Fic: In For A Penny [1/?]

This entry is part 1 of 16 in the series In for a Penny

Title: In for a Penny [1/?]
Authors: the_moonmoth & bewildered/bewilde
Rating: NC-17 (eventually)
Length: ~1,000 words this chapter
Timeline: s4-5
Warnings: Sexual situations, bad language, violence, smut. Suicidal ideation. Temporary Spike/Other and Buffy/Other.
Summary: Spike travels back in time to change the future. It goes poorly.

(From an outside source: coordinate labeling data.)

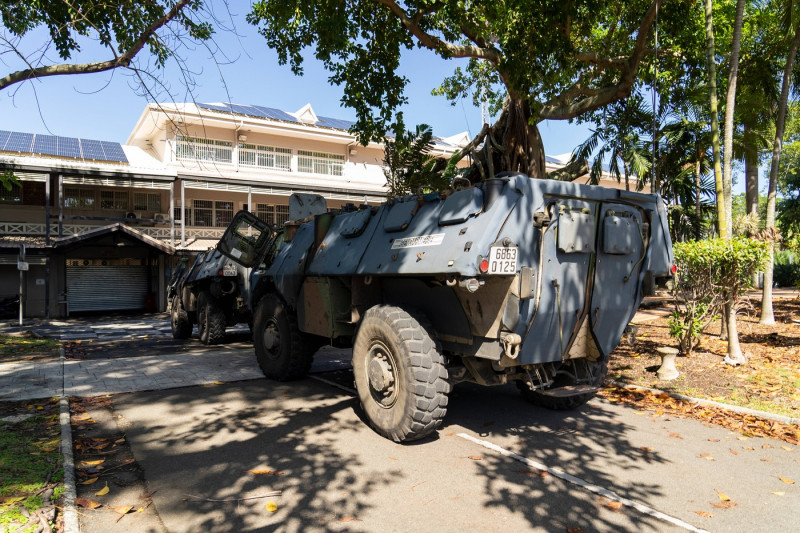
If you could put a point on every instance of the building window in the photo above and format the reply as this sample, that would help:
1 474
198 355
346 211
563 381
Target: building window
223 213
195 149
253 155
13 195
117 200
203 211
77 198
176 215
146 201
274 214
320 163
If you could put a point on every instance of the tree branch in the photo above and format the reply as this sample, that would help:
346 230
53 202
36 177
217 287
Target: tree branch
434 43
99 66
559 109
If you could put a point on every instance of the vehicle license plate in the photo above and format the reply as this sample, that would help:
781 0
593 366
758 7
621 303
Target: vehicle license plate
503 259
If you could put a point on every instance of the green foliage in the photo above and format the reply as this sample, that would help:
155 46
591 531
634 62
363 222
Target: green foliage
7 179
710 272
561 59
408 165
123 28
786 270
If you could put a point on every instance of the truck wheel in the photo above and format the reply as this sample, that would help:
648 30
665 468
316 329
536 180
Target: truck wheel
179 318
400 374
282 350
210 319
599 370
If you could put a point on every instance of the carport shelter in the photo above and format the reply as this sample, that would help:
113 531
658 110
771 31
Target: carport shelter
109 268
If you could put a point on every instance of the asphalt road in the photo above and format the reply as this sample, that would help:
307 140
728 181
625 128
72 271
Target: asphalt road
199 444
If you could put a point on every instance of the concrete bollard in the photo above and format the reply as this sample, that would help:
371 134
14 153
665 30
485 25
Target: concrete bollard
667 371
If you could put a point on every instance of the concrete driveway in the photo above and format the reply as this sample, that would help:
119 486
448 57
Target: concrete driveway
198 445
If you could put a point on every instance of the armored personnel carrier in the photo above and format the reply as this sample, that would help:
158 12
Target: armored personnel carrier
211 292
511 280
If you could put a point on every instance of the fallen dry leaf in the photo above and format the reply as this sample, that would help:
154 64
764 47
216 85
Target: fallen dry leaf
88 504
722 496
267 472
723 505
613 505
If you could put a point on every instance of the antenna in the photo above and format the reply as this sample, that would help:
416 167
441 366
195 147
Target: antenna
654 171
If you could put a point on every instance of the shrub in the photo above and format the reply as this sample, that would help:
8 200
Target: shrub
786 271
710 273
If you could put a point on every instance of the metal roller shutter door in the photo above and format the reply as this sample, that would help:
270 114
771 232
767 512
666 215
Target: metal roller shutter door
106 288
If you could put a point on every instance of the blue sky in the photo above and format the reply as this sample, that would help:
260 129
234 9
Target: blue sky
106 107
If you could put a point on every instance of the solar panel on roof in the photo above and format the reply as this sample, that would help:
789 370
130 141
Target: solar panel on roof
114 152
276 114
92 150
244 110
215 107
334 123
45 144
19 142
4 135
69 147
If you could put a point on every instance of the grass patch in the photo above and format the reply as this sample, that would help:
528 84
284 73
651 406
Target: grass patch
15 347
31 473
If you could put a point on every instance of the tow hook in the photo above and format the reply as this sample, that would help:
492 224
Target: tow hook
511 343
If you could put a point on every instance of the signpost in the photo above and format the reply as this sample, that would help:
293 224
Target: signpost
22 266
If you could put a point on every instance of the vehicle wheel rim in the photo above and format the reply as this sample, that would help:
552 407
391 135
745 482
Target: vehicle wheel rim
381 371
272 338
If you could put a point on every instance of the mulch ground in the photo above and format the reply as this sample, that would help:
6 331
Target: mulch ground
769 382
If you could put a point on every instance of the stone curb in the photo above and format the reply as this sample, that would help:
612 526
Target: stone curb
71 524
711 403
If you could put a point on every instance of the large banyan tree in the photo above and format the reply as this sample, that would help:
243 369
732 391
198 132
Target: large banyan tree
533 60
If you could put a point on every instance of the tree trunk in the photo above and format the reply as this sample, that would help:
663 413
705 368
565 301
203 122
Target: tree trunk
713 111
697 203
750 172
767 316
513 144
735 356
730 105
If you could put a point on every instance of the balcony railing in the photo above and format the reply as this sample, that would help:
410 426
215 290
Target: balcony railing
157 232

Moony’s Notes: So a couple of months ago I texted bewildered with a plot bunny, hoping vaguely that she might write it for me. She said, no no, I should write it for her. But both of us were too busy and it was very sad. So then I said, let’s do it together! Sometimes, I have good ideas :) Honestly, the original bunny was for a one-shot smutlet, but I guess this one caught ficomatosis (get it? *snerk*) because, oh look, we’re closing in on 30k and only just getting started! This whole process has been so much fun, with much more to come :D Enjoy!
Bewildered’s Notes: Real Life has been keeping me from writing for a while, so when the_moonmoth texted me an idea for a collaborative fic, I was reluctant to take on the commitment… for about two seconds. Writing this fic has been so, so delicious — and it’s only getting better as we go along. You ain’t seen nothing yet, folks.
Standard disclaimer: Quotes, references and allusions are scattered liberally throughout this story. We own nothing but our naughty, naughty imaginations.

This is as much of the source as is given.